Financial Times: City’s status as financial hub at risk from Brexit vote, says Cryan

14 April 2016

Deutsche Bank’s chief executive has warned that London will lose its lucrative position as the main hub for trading European sovereign debt and currencies if the UK votes to leave the EU in its June 23 referendum.

The comments from the British-born co-head of Germany’s biggest bank are the most potent warning yet from a financier about the likely damage a “Brexit” vote could do to the fortunes of the City of London.

“It would be odd to trade European government bonds and foreign exchange in the non-EU branch of a German bank in London,” John Cryan told the Financial Times. “But keep in mind, you have to be present where the investors are.”

Asked where Deutsche would move trading activities if they were no longer viable in the UK, where it employs 12,200 people, he said: “For us, if it’s anywhere, it’s Frankfurt.”

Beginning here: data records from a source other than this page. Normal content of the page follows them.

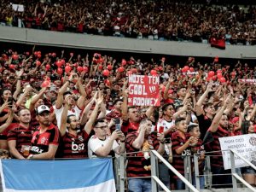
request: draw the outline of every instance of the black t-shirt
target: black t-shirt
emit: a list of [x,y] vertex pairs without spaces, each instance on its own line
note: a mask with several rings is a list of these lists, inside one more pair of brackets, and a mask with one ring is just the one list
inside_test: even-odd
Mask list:
[[209,129],[209,127],[212,125],[212,119],[203,114],[196,116],[196,118],[198,120],[199,129],[200,129],[200,132],[201,132],[200,138],[201,140],[203,140],[207,134],[207,130]]

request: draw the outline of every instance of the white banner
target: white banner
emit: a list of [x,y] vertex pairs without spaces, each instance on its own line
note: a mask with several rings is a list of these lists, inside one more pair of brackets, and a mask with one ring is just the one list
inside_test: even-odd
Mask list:
[[[256,134],[247,134],[219,138],[220,148],[224,169],[231,168],[230,151],[233,149],[246,160],[255,160],[256,158]],[[235,154],[236,168],[247,166],[248,165]]]

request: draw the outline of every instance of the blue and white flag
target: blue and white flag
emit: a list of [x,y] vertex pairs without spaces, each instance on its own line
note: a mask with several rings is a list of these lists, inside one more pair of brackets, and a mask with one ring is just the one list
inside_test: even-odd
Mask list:
[[111,159],[2,160],[3,192],[116,192]]

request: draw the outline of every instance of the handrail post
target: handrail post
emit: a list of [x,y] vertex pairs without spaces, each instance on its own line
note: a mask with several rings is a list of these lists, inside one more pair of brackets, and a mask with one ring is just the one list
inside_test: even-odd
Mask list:
[[[156,157],[154,156],[154,154],[153,154],[152,151],[150,151],[150,162],[151,162],[151,176],[157,176],[157,171],[156,171],[156,166],[157,166],[157,163],[156,163]],[[152,191],[154,192],[157,192],[158,191],[158,186],[156,183],[156,181],[153,178],[153,177],[151,177],[151,189]]]
[[194,154],[194,166],[195,166],[195,180],[196,189],[200,190],[200,176],[199,176],[199,164],[198,164],[198,155]]
[[236,183],[236,178],[234,176],[234,174],[236,174],[235,155],[234,155],[232,150],[230,150],[230,162],[231,162],[233,191],[236,192],[237,191],[237,183]]
[[[185,178],[188,181],[189,181],[190,183],[192,183],[190,156],[185,155],[183,163],[184,163],[184,176],[185,176]],[[188,188],[187,185],[185,185],[185,189],[186,189],[186,191],[190,191],[190,189]]]
[[119,158],[119,190],[120,192],[125,192],[125,154],[121,154]]

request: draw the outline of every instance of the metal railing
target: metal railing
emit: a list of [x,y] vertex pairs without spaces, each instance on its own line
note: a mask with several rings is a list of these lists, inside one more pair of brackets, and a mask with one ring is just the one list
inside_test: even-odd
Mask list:
[[160,187],[166,192],[171,192],[166,187],[164,188],[164,183],[156,177],[156,167],[158,165],[158,160],[161,160],[168,169],[170,169],[182,182],[185,183],[185,185],[194,192],[199,192],[182,174],[180,174],[167,160],[166,160],[162,155],[160,155],[157,151],[152,150],[150,151],[150,158],[151,158],[151,184],[152,184],[152,191],[158,191],[158,186],[156,183],[160,185]]
[[[221,151],[213,151],[213,152],[207,152],[207,155],[205,156],[205,168],[204,168],[204,173],[201,173],[200,175],[200,168],[199,168],[199,159],[200,155],[197,154],[195,154],[192,156],[183,156],[184,160],[184,176],[180,174],[162,155],[160,155],[158,152],[155,150],[150,151],[150,158],[151,158],[151,184],[152,184],[152,191],[158,192],[160,189],[161,190],[164,190],[166,192],[171,192],[170,189],[166,186],[166,184],[163,183],[163,182],[159,178],[159,161],[163,163],[169,170],[171,170],[174,175],[176,175],[184,184],[185,184],[185,191],[200,191],[201,189],[201,177],[205,177],[205,185],[204,189],[212,189],[215,187],[214,184],[212,183],[212,177],[216,176],[224,176],[227,175],[230,177],[230,183],[226,183],[230,186],[230,188],[232,188],[232,191],[236,192],[238,191],[238,188],[247,188],[247,189],[250,189],[251,191],[256,192],[256,189],[251,186],[247,182],[246,182],[240,173],[240,170],[236,169],[235,166],[235,155],[238,156],[241,160],[242,160],[244,162],[246,162],[248,166],[252,167],[253,169],[256,170],[256,166],[249,162],[247,160],[241,156],[237,152],[230,149],[228,150],[230,151],[230,163],[231,163],[231,170],[230,173],[223,173],[223,174],[212,174],[211,170],[211,162],[210,159],[213,156],[219,156],[219,158],[222,158],[222,155],[212,155],[211,154],[214,153],[219,153]],[[125,180],[128,177],[125,177],[125,162],[129,156],[129,154],[124,154],[120,155],[119,158],[119,189],[120,192],[124,192],[125,189]],[[194,162],[192,162],[193,160]],[[194,164],[194,165],[193,165]],[[193,176],[193,177],[192,177]],[[192,182],[192,177],[194,177]],[[143,177],[142,177],[143,178]],[[218,184],[218,186],[225,185],[225,184]],[[227,186],[224,186],[224,188],[226,188]]]
[[253,188],[252,185],[250,185],[248,183],[247,183],[242,177],[241,177],[239,175],[236,173],[236,166],[235,166],[235,154],[238,156],[241,160],[245,161],[249,166],[256,170],[256,166],[252,164],[250,161],[243,158],[241,155],[240,155],[236,151],[230,149],[230,162],[231,162],[231,173],[232,173],[232,182],[233,182],[233,191],[237,191],[237,184],[236,184],[236,179],[241,182],[245,186],[247,186],[249,189],[252,191],[256,192],[256,189]]
[[[137,152],[139,153],[139,152]],[[134,153],[131,153],[134,154]],[[129,178],[125,176],[125,159],[126,155],[129,154],[120,154],[119,157],[118,163],[118,175],[119,178],[119,191],[125,192],[125,179]],[[171,190],[162,183],[162,181],[158,177],[158,161],[160,160],[163,164],[166,166],[184,184],[193,192],[199,192],[182,174],[180,174],[165,158],[162,157],[157,151],[150,151],[150,161],[151,161],[151,186],[152,191],[158,192],[161,188],[166,192],[171,192]],[[148,177],[147,177],[148,178]],[[146,178],[146,177],[133,177],[133,178]]]
[[[254,170],[256,170],[256,166],[252,164],[250,161],[248,161],[247,160],[246,160],[245,158],[243,158],[241,154],[239,154],[237,152],[236,152],[233,149],[230,149],[228,150],[230,152],[230,164],[231,164],[231,173],[228,174],[230,175],[232,177],[232,189],[234,192],[238,191],[238,188],[237,188],[237,181],[239,181],[241,183],[240,184],[243,184],[244,186],[246,186],[247,189],[249,189],[250,190],[256,192],[256,189],[254,189],[252,185],[250,185],[248,183],[247,183],[241,177],[239,176],[239,174],[236,173],[236,168],[235,166],[235,154],[237,155],[241,160],[242,160],[244,162],[246,162],[249,166],[251,166],[252,168],[253,168]],[[215,152],[218,152],[218,151],[215,151]],[[211,154],[211,153],[215,153],[215,152],[207,152],[207,154]],[[220,151],[219,151],[220,152]],[[209,168],[210,167],[210,156],[212,155],[207,155],[207,160],[206,161],[207,163],[207,165],[206,165],[206,167]],[[214,156],[214,155],[212,155]],[[189,157],[187,157],[189,158]],[[199,177],[202,175],[200,175],[199,173],[199,156],[198,154],[194,154],[194,166],[195,166],[195,187],[197,189],[200,189],[200,179]],[[211,172],[211,170],[207,170],[207,175],[203,175],[204,177],[207,176],[211,177],[213,176]],[[219,174],[221,175],[221,174]],[[224,175],[224,174],[223,174]],[[210,188],[212,188],[212,183],[209,184]]]

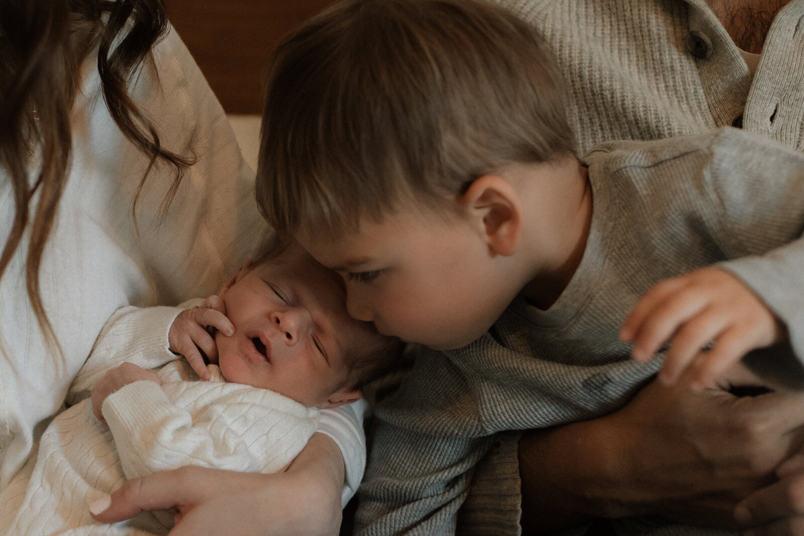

As one of the most powerful banks in the City of London and the EU, Deutsche’s comments highlight the financial sector’s fears about the disruption Brexit could cause. [...]

While most senior bankers favour the UK staying in the EU, they have been reluctant to speak out. Their reticence is likely to intensify, since lawyers are advising companies that they may have to register under campaign finance laws if they speak out publicly after the referendum campaign starts officially on Friday.

Lloyds Banking Group issued a statement on Thursday warning of “economic uncertainty and potential volatility in the short term” if there was a Brexit vote, while adding that “the longer-term economic impact is unclear”.

The comments come after Lord Norman Blackwell, Lloyds’ chairman, said in a personal capacity last year that there was no “compelling economic argument” to stay in the EU, fuelling talk of a boardroom split at the UK’s biggest high street lender.